Senators Michael Crapo (R-ID) and Claire McCaskill (D-MO) were thanked by the NCC for their introduction of bipartisan legislation (S. 1500) meant to clarify Congressional intent regarding the use of pesticides in or near navigable waters. The NCC also conveyed appreciation to the 12 other original bill co-sponsors, including the following Cotton Belt Members: Senators John Boozman (R-AR), James Inhofe (R-OK), Jerry Moran (R-KS), Pat Roberts (R-KS) and Thom Tillis (R-NC) and worked to gain additional bill co-sponsors.
NCC Producer Director Cannon Michael, a California producer, testified before the Senate Committee on Energy & Natural Resources regarding the severe drought and water shortages in his state and the NCC asked USDA’s Risk Management Agency to help expedite the claim process for producers affected by late summer/early fall floods and excessive rains in the Southeast.
NCC Producer Director Cannon Michael, a California producer, testified before the Senate Committee on Energy & Natural Resources regarding the severe drought and water shortages in his state and the impact on his farming operation. Later, the House approved the Western Water and American Food Security Act (H.R. 2898). Prior to its passage, the NCC conveyed support on a letter to Representative David Valadao (R-CA) who introduced the legislation, and to its co-sponsors. The bill would require federal agencies to use current and reliable data when making regulatory decisions. Additionally, the legislation will provide federal regulators with flexibility to capture water during wet years and will cut red tape holding back major water storage projects.

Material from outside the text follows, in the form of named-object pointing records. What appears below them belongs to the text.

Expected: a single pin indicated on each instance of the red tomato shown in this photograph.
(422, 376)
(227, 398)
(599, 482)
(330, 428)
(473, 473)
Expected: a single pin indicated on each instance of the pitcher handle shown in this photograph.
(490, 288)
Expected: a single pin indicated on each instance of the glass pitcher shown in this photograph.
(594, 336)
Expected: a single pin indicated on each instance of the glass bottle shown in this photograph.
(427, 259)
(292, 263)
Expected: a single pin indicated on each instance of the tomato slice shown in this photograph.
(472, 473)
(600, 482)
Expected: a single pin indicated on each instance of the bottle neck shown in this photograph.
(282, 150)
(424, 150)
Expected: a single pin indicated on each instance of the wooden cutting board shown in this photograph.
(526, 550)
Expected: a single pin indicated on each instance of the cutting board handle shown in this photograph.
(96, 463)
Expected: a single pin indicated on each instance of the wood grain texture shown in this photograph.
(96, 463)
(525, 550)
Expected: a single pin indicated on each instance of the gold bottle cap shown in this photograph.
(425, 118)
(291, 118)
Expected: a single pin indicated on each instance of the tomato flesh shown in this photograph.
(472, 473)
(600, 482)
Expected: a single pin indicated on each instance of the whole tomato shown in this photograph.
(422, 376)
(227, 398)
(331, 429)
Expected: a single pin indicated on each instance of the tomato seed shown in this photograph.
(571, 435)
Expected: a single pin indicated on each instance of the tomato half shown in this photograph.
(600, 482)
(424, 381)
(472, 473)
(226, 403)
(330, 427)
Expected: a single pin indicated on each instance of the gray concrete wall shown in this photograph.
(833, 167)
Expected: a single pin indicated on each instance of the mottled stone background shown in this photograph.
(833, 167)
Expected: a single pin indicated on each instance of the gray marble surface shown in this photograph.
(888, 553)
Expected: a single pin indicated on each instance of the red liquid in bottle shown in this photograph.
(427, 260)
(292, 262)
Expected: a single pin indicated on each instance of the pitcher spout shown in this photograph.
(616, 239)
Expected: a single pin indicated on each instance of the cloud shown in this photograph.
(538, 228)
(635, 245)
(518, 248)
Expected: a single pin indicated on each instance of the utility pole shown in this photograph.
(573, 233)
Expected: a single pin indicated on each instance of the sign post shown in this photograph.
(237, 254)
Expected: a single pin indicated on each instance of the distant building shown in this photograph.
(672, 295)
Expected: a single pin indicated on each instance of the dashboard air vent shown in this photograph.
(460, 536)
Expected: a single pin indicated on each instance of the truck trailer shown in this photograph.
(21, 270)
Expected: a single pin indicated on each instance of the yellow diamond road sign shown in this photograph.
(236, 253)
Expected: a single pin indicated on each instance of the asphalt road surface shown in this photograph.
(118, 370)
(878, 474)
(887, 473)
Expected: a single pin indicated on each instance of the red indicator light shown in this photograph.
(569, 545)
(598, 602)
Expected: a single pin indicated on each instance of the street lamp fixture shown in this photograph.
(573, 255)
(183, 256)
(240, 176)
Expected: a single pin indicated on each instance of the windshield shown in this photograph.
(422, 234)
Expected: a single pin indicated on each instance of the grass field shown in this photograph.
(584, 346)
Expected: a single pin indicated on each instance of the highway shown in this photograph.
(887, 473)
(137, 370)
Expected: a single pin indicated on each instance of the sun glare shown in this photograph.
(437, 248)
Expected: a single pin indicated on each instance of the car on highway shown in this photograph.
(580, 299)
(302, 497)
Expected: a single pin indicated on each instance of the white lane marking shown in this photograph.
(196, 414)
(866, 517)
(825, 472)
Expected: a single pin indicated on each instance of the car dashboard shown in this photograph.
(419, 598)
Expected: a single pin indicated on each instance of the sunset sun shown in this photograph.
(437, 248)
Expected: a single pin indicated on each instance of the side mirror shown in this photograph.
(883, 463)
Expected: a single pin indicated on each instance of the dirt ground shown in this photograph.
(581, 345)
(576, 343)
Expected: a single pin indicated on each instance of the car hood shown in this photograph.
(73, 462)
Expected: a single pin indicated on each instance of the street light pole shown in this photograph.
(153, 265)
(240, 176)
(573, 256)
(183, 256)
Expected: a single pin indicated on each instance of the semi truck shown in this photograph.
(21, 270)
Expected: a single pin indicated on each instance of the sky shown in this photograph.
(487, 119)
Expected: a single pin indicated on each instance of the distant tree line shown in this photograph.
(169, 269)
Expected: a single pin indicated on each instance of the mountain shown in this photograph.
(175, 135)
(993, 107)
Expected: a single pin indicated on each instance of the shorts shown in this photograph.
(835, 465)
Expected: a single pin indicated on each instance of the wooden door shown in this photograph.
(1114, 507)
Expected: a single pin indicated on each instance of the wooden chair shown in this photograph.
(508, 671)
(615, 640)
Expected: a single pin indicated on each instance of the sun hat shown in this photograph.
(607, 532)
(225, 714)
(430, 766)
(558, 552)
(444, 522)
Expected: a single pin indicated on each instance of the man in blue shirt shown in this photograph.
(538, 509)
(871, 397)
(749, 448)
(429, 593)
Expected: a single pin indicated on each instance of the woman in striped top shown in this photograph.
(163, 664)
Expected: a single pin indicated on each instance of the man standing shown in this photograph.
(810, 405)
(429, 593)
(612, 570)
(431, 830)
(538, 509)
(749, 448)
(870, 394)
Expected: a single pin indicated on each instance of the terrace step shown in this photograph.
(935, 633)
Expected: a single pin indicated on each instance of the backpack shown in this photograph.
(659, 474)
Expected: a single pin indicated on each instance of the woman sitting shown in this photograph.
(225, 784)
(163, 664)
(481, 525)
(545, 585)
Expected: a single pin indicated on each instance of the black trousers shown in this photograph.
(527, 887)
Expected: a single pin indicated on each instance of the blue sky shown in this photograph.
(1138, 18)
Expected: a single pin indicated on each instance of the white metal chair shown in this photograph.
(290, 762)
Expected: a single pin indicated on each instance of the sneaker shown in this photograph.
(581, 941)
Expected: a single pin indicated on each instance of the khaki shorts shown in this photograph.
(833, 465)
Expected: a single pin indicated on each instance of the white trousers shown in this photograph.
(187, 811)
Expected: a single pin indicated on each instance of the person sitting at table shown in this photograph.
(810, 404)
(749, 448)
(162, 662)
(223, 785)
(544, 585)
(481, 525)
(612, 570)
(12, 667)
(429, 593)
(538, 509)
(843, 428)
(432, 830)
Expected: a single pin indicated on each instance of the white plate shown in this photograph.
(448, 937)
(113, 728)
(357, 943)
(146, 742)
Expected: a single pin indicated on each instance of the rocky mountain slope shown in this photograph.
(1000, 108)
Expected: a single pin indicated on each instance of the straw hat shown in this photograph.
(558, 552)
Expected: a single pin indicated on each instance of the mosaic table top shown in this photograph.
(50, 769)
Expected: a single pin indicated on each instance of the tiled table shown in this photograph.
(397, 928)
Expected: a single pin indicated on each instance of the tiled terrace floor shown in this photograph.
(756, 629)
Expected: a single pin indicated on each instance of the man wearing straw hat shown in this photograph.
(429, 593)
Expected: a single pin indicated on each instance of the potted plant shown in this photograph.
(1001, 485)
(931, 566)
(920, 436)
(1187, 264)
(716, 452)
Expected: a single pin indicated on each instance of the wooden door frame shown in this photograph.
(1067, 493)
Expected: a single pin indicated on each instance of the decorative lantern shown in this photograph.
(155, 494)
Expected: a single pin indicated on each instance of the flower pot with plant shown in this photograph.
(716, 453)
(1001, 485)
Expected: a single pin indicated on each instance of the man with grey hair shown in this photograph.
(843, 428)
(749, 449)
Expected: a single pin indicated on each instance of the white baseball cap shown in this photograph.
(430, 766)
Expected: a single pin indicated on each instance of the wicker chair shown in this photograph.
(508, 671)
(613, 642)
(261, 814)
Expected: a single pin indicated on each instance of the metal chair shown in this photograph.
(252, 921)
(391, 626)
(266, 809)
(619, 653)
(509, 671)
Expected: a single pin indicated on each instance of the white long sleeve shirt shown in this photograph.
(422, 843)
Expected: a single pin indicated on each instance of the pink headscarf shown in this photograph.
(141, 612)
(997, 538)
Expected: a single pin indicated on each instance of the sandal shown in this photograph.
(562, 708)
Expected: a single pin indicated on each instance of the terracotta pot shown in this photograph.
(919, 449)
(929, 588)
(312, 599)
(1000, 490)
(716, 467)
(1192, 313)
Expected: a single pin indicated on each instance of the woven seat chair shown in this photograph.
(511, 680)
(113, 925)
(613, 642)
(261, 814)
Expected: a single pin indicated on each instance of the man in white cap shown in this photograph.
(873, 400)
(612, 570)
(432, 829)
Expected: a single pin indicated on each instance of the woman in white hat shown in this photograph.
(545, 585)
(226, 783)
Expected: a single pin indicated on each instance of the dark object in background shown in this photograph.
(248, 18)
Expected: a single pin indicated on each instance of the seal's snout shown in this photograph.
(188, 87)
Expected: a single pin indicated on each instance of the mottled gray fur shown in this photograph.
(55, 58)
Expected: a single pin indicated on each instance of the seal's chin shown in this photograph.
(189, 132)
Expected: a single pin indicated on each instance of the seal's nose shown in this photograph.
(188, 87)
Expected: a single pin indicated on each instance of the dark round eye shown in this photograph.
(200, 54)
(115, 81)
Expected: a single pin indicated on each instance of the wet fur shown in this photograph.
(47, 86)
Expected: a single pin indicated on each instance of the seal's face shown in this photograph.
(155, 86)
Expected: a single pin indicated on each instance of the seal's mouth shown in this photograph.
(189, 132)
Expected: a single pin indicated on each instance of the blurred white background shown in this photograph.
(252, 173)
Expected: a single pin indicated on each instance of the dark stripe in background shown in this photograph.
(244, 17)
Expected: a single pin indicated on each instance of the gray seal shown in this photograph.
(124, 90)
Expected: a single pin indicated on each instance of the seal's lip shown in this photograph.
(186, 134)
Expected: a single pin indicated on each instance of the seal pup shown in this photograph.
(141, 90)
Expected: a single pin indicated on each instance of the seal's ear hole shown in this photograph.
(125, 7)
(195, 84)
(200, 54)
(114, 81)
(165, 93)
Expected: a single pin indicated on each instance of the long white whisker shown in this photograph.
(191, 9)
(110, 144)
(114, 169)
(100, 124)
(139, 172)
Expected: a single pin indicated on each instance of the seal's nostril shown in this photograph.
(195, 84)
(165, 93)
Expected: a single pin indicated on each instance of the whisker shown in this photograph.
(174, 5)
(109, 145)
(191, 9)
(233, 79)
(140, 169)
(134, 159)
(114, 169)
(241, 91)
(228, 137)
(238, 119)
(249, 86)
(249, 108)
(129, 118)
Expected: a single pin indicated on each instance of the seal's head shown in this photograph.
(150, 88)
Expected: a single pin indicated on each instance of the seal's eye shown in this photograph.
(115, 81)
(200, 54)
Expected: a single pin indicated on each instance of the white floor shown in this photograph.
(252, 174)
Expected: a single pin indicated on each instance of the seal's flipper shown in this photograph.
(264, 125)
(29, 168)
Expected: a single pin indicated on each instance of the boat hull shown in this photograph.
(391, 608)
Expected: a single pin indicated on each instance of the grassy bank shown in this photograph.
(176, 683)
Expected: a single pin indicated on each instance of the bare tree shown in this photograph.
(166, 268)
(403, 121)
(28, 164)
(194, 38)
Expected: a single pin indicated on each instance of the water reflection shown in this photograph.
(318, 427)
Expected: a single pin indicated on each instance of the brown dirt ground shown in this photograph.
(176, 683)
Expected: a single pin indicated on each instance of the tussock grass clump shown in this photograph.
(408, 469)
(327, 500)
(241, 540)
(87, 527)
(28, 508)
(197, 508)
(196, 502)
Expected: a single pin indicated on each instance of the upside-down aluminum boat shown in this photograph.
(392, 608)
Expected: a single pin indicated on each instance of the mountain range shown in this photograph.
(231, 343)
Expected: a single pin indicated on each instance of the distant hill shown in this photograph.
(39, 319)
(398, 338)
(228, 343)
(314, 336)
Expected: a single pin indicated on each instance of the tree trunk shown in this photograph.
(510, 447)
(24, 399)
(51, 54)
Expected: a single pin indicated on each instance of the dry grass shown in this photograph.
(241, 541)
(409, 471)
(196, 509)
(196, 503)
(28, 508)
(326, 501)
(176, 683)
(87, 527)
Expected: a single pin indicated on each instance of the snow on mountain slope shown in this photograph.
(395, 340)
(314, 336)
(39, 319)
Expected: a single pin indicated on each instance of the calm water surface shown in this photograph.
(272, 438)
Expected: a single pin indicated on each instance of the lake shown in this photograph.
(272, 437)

Joining with the North Carolina Cotton Producers Association, South Carolina Cotton Board and Southern Cotton Growers, the NCC co-signed a letter to the RMA asking it to implement emergency loss adjustment procedures to help expedite the claim process for producers affected by late summer/early fall floods and excessive rains in the Southeast. The NCC also sent a letter to RMA Administrator Brandon Willis asking that producers who had not been able to destroy their crops due to moisture, be given the opportunity to pledge to destroy the crop at the earliest date possible or provide documentation at a later date that the crop was destroyed -- but allow for indemnity payments to be made prior to crop destruction. That letter also emphasized that the need for timely reporting of actual yields by the Approved Insurance Providers not only affects the Southeast but the entire Cotton Belt.